When I feel affection for another, my relationship to him or her changes. Perhaps we’ve worked so hard to distinguish and so separate eros and agape that we have over time lost contact with the truth of their inseparability. As we spoke in our group on Saturday, I could almost feel my heart expanding to the degree that it was figuratively embracing some who had before been at a distance. Perhaps, as the girl in the gospel story, I had been sleeping to the deeper life among us.
Pierre Teilhard de Chardin famously wrote: “Someday, after mastering the winds, the waves, the tides and gravity, we shall harness for God the energies of love, and then, for a second time in the history of the world, humanity will have discovered fire.” When Jesus felt power go out of him, when he put out those who were responding by acculturated custom and habit to the mystery of life and death and then raising the official’s daughter from death, he was channeling the love that had created the world and that kept it in being. He did so at great cost: the cost of his life. He not only poured out his life on the cross, he did it in every personal encounter. For him it was never a question of loving less so he could suffer less.

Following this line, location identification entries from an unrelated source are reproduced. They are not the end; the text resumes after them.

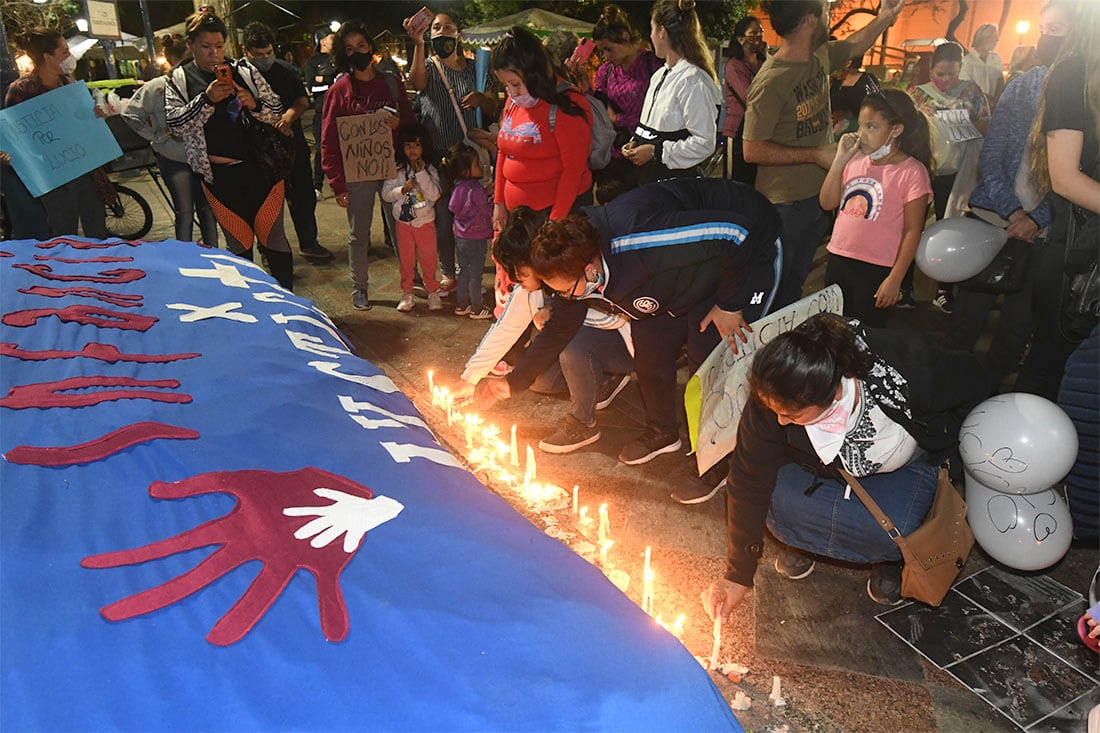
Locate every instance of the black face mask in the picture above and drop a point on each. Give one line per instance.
(443, 45)
(1047, 48)
(361, 62)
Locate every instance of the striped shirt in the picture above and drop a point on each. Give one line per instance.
(433, 106)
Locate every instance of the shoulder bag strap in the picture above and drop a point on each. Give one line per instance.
(876, 511)
(450, 93)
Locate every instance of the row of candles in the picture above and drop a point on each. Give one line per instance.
(488, 452)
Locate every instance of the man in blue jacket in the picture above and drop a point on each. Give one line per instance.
(689, 261)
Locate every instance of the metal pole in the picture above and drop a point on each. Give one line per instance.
(150, 41)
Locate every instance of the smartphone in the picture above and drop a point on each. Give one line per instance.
(421, 21)
(582, 53)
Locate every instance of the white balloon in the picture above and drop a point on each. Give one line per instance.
(1018, 444)
(1024, 533)
(957, 249)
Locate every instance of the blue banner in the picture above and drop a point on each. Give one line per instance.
(56, 138)
(217, 516)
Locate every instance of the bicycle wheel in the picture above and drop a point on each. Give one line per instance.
(131, 217)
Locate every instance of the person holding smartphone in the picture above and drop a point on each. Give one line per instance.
(437, 77)
(207, 100)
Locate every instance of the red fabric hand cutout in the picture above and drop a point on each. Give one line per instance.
(84, 315)
(123, 299)
(94, 350)
(76, 244)
(48, 394)
(259, 527)
(117, 275)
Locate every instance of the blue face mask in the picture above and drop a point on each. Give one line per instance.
(526, 101)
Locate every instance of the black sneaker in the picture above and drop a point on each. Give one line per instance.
(884, 583)
(793, 565)
(571, 436)
(648, 446)
(611, 390)
(317, 254)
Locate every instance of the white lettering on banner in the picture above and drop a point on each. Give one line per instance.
(719, 387)
(223, 310)
(315, 346)
(283, 319)
(353, 407)
(228, 275)
(378, 382)
(404, 452)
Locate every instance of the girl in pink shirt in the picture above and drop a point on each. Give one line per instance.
(881, 184)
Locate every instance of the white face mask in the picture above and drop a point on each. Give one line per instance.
(882, 152)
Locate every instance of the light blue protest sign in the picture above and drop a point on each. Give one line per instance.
(55, 138)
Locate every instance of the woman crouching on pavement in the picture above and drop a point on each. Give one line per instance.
(887, 404)
(208, 113)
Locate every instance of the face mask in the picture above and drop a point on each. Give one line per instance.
(1047, 48)
(526, 101)
(943, 85)
(360, 62)
(882, 152)
(444, 45)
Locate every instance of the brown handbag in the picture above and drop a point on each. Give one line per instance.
(935, 551)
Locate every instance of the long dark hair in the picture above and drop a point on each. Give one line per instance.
(513, 245)
(685, 35)
(614, 25)
(521, 52)
(803, 368)
(735, 50)
(205, 21)
(349, 28)
(898, 108)
(37, 42)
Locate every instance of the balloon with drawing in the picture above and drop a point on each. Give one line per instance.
(1029, 532)
(1018, 444)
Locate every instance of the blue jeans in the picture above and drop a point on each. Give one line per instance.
(471, 263)
(593, 357)
(826, 524)
(188, 200)
(804, 225)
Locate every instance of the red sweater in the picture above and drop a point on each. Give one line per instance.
(347, 97)
(540, 168)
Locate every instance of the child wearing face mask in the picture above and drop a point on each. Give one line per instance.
(881, 185)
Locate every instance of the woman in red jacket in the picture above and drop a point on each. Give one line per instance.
(542, 149)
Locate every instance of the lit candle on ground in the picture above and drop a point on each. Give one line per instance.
(717, 643)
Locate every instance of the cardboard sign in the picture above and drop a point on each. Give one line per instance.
(717, 393)
(56, 138)
(366, 146)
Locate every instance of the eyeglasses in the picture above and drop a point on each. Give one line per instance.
(571, 293)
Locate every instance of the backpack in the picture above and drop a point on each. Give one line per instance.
(603, 131)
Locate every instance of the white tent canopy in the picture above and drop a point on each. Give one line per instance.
(541, 22)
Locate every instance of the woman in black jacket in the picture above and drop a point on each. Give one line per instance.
(886, 404)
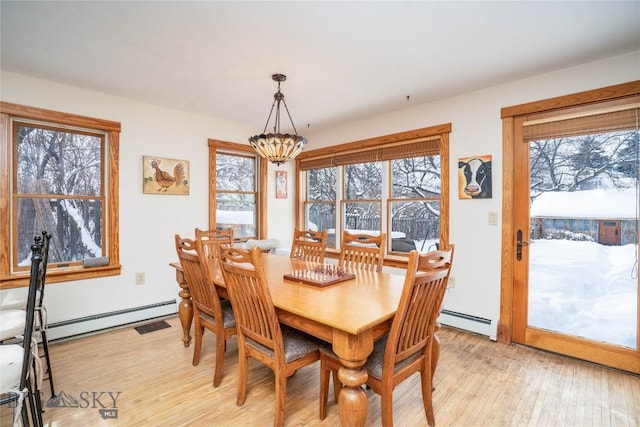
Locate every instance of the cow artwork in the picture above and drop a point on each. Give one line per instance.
(474, 177)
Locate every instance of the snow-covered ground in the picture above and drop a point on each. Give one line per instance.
(584, 289)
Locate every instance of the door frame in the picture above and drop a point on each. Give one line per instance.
(510, 134)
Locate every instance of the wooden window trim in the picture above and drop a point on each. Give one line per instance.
(112, 129)
(261, 202)
(510, 133)
(313, 159)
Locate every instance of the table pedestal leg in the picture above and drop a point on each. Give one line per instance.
(353, 351)
(185, 308)
(352, 401)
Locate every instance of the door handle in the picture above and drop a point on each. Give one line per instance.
(519, 245)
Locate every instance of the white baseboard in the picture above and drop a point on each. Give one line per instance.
(468, 323)
(106, 321)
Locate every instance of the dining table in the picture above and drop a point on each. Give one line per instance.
(350, 314)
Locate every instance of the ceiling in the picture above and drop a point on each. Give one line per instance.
(344, 60)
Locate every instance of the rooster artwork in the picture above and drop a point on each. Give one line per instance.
(165, 176)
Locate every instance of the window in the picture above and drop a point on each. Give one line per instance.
(63, 173)
(237, 190)
(395, 184)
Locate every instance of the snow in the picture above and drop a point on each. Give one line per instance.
(584, 289)
(235, 217)
(600, 204)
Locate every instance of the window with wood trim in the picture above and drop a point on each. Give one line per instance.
(62, 178)
(237, 193)
(396, 184)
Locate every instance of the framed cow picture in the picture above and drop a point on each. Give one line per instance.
(474, 177)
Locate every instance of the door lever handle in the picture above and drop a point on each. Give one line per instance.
(519, 245)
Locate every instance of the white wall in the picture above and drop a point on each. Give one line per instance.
(477, 130)
(148, 222)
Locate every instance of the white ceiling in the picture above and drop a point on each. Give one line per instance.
(343, 60)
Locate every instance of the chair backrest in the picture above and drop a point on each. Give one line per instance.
(362, 251)
(256, 318)
(309, 245)
(203, 292)
(414, 323)
(438, 259)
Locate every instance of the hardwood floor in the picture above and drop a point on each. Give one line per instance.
(478, 383)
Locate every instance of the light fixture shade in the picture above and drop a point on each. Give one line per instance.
(277, 147)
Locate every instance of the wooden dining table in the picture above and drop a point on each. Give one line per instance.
(351, 315)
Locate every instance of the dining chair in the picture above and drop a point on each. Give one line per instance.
(309, 245)
(406, 349)
(211, 242)
(437, 259)
(361, 250)
(283, 349)
(209, 311)
(19, 384)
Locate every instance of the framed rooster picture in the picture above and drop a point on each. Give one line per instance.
(165, 176)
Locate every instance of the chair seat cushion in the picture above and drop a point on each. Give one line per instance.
(12, 323)
(297, 344)
(11, 358)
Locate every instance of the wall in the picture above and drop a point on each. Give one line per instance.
(477, 130)
(148, 223)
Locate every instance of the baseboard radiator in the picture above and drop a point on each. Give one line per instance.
(468, 322)
(105, 321)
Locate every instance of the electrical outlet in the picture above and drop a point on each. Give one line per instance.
(139, 278)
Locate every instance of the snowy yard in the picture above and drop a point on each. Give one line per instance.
(584, 289)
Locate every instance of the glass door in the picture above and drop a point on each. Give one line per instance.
(576, 209)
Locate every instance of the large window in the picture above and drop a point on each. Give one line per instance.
(63, 179)
(237, 190)
(396, 184)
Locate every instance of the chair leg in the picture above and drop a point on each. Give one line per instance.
(324, 387)
(243, 374)
(197, 346)
(337, 385)
(427, 395)
(281, 393)
(386, 408)
(221, 344)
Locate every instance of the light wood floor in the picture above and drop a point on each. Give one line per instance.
(478, 383)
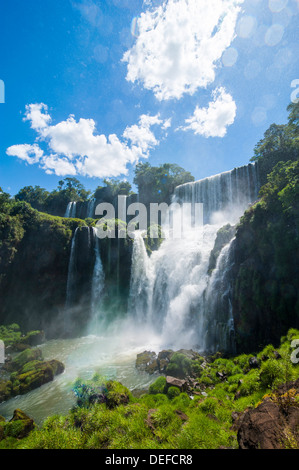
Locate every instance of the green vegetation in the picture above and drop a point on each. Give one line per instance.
(107, 416)
(280, 144)
(265, 275)
(156, 184)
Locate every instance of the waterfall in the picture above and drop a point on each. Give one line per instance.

Despite the words of Barnes’ narrator, however, we do have the choice to love less in order to suffer less. At least I am learning that I make that choice all the time. The impulse and energy of love is always drawing us into greater intimacy with the world. Every time we choose to be distant in order to avoid the inner pain of being close, we are choosing comfort and control over love. We behave as if we are invulnerable because it feels too painful and costly to do otherwise, And when we unconsciously collude in order to do that together, we are robbing each other of the greater and deeper life that comes from daring to bear the pain and the joy of the love that is our greatest desire.
In this storm of love two spirits struggle—the Spirit of God and our spirit. God, by means of the Holy Spirit, inclines himself toward us, and we are thereby touched in love; our spirit, by means of God’s activity and the amorous power, impels and inclines itself toward God, and thereby God is touched. From these two movements, there arises the struggle of love, for in this most profound meeting, in this most intimate and ardent encounter, each spirit is wounded by love. These two spirits, that is, our spirit and God’s spirit, cast a radiant light upon one another and each reveals to the other its countenance. This makes the two spirits incessantly strive after one another in love. Each demands of the other what it is, and each offers to the other and invites it to accept what it is. This makes these loving spirits lose themselves in one another. God’s touch and his giving of himself, together with our strivings in love and our giving of ourselves in return—this is what sets love on a firm foundation. This flux and reflux make the spring of love overflow, so that God’s touch and our striving in love become a single love. Here a person becomes so possessed by love that he must forget both himself and God and know nothing but love. In this way the spirit is consumed in the fire of love and enters so deeply into God’s touch that it is overcome in all its striving and comes to nought in all its works.